Soyez ouvert à l'évaluation des différences tactiques avec vos alliés, dont certaines sont acceptables, d'autres non. Remettez en question l'affirmation « nous partageons le même objectif » lorsque les tactiques sont très différentes. Les différences tactiques font une énorme différence. Les tactiques violentes, les insultes, les tactiques sociales perturbatrices, la destruction de biens privés, les petits vols, le soutien d'une faction belligérante contre une autre, l'approbation de réformes mineures ou majeures, tout cela fait une différence. Parfois, les différences tactiques se sont avérées plus fortes que les différences de principes.

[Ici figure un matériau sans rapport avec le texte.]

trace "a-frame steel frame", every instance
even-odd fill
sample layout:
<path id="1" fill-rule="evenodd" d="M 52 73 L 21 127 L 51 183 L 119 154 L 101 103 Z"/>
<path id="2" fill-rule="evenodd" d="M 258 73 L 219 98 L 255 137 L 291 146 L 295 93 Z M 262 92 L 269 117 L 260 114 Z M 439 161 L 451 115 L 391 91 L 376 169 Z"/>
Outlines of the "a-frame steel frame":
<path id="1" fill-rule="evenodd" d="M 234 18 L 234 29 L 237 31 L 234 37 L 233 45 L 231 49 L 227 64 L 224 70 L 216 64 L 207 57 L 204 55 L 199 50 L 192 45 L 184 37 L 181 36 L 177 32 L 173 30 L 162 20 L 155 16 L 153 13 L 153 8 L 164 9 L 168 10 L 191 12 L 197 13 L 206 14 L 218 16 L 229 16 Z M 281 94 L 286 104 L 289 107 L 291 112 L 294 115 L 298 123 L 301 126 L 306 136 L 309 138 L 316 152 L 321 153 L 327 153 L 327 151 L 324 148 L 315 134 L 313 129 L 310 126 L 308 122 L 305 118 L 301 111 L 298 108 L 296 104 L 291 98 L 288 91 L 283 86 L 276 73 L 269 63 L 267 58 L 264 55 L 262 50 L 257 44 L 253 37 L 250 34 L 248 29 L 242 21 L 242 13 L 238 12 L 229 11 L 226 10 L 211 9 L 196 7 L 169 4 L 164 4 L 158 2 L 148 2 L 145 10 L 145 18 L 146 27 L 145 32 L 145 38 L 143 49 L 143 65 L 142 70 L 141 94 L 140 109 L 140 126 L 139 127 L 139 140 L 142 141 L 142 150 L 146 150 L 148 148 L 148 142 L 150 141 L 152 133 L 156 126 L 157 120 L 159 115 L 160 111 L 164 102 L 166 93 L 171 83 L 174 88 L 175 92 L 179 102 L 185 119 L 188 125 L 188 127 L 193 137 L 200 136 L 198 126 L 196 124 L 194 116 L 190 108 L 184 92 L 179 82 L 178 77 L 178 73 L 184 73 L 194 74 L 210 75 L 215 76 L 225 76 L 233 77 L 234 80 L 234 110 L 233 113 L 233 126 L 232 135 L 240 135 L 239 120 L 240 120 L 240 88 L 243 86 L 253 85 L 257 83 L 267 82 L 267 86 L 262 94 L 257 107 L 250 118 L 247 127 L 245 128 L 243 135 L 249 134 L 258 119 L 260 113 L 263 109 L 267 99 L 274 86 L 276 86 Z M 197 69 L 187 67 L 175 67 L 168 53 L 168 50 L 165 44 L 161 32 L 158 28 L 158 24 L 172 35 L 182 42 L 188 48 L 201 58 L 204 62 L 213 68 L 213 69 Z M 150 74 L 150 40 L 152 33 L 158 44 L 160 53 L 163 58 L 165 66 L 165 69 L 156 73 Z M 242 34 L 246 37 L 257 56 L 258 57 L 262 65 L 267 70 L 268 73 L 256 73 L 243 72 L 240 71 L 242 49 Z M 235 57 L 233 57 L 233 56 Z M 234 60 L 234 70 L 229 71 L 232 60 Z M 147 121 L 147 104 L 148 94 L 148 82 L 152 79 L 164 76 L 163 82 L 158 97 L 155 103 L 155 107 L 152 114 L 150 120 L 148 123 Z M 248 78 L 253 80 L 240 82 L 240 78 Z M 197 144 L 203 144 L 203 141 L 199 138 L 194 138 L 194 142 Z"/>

Recherchez un accord plus détaillé pour un événement co-parrainé à mesure que la collaboration se développe et que chaque groupe organisé gagne en importance. Dans ce cas, la coopération prend la forme d'un accord plus structuré, tel qu'un budget proposé, la sélection d'un trésorier ou d'un responsable financier, une comptabilité rapide plutôt que longue, un rapport récapitulatif des recettes et dépenses réelles par rapport au budget, une clarification des redevances, une clarification du nombre d'articles que chaque groupe peut exposer, une clarification des personnes autorisées à faire des déclarations, une clarification des inscriptions, une clarification de ce qui peut être évité, une clarification du fait que tous les membres s'inscrivent au même tarif, etc. Bien sûr, en faire trop nuit à la clarté.


Soyez ouvert et discutez en revenant sur l'histoire, en soulignant, comme indiqué dans les conseils précédents, que les changements majeurs sont le fruit de la mobilisation collective et que l'opposition a cherché à semer la discorde en interne. Comment certains mouvements sont-ils devenus des mouvements populaires durables, tandis que d'autres sont restés des sectes minoritaires, de plus en plus éloignées des gens ordinaires ou les méprisant ? Certains groupes ignorent les erreurs du passé, pensant pouvoir encore utiliser les mêmes méthodes d'organisation, ce qui explique que les classes et l'oppression de classe s'étendent désormais à l'oppression climatique. Mais si le changement climatique est une menace existentielle, les différences de classe sont-elles également une menace existentielle qui outrepasse les intérêts et les valeurs communes, à savoir la vie humaine ? L'histoire regorge de mouvements qui ont rassemblé des groupes, mais qui ont échoué parce que leur désir de pouvoir local a reçu le soutien de l'opposition et qu'ils se souciaient moins des intérêts de la grande masse des gens ordinaires.


En bref, citoyens du monde, unissez-vous en tant qu'alliés éternels : vous n'avez rien à perdre que votre existence.